La Cassazione ha confermato la condanna, evidenziando come la donna abbia rischiato di compromettere la salute psichica dei ragazzi.
Via libera alla condanna a una pena detentiva per la professoressa che accoglieva in classe gli studenti mostrando il dito medio alzato e con una serie di insulti che variavano in base al sesso. Gli epiteti ripetibili erano “cagna”, “marciume” “deficiente”.
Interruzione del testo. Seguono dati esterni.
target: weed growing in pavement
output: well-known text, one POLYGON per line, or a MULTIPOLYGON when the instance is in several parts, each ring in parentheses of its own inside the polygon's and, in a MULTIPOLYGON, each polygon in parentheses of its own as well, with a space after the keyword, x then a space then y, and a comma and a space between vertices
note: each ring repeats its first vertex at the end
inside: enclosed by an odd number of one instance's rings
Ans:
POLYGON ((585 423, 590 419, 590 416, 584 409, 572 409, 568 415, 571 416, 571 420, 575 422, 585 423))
La prof non mancava di predire il futuro alle ragazze, la cui moralità era messa in dubbio nel modo più esplicito, per le quali vedeva un avvenire da mantenute in cambio di favori sessuali che non si faceva problemi a elencare. Il tutto condito da lanci di oggetti, spintoni e colpi inferti con i libri e con i registri. Destinatari delle “attenzioni” dell’insegnante, gli studenti di un istituito superiore, di età compresa tra i 14 e i 15 anni.
La Cassazione ha confermato la condanna dell’insegnante a tre mesi di reclusione per abuso dei mezzi di correzione, valorizzando il fatto che la salute dei ragazzi nella difficile età dell’adolescenza era stata messa a rischio dai continui, violenti attacchi a opera di una figura che nella loro vita doveva avere un ruolo ben diverso.
A incastrare la donna, classe ’52, la testimonianza di un collega e le segnalazioni orali e scritte genitori dei ragazzi, oltre che delle stesse giovani vittime. Per lei nessuna attenuante né sospensione del procedimento per messa alla prova, tra l’altro non chiesta in tempo utile. Chiare le ragioni della severità della condanna. Per i giudici era accertato che l’imputata aveva comportamenti che definire non professionali sarebbe un eufemismo.
Una relazione fatta di violenze verbali e fisiche, di umiliazioni “anche con riguardo alla sfera sessuale, che avevano determinato un concreto pericolo per la salute mentale e fisica dei giovani alunni, adolescenti e perciò ancora tendenzialmente fragili sotto l’aspetto psichico”. La Suprema Corte ha chiarito che “nell’abuso di mezzi di correzione o di disciplina la nozione di malattia è più ampia di quelle concernenti l’imputabilità o i fatti di lesione personale, estendendosi fino a comprendere ogni conseguenza traumatica e rilevante sulla salute psichica del soggetto passivo”.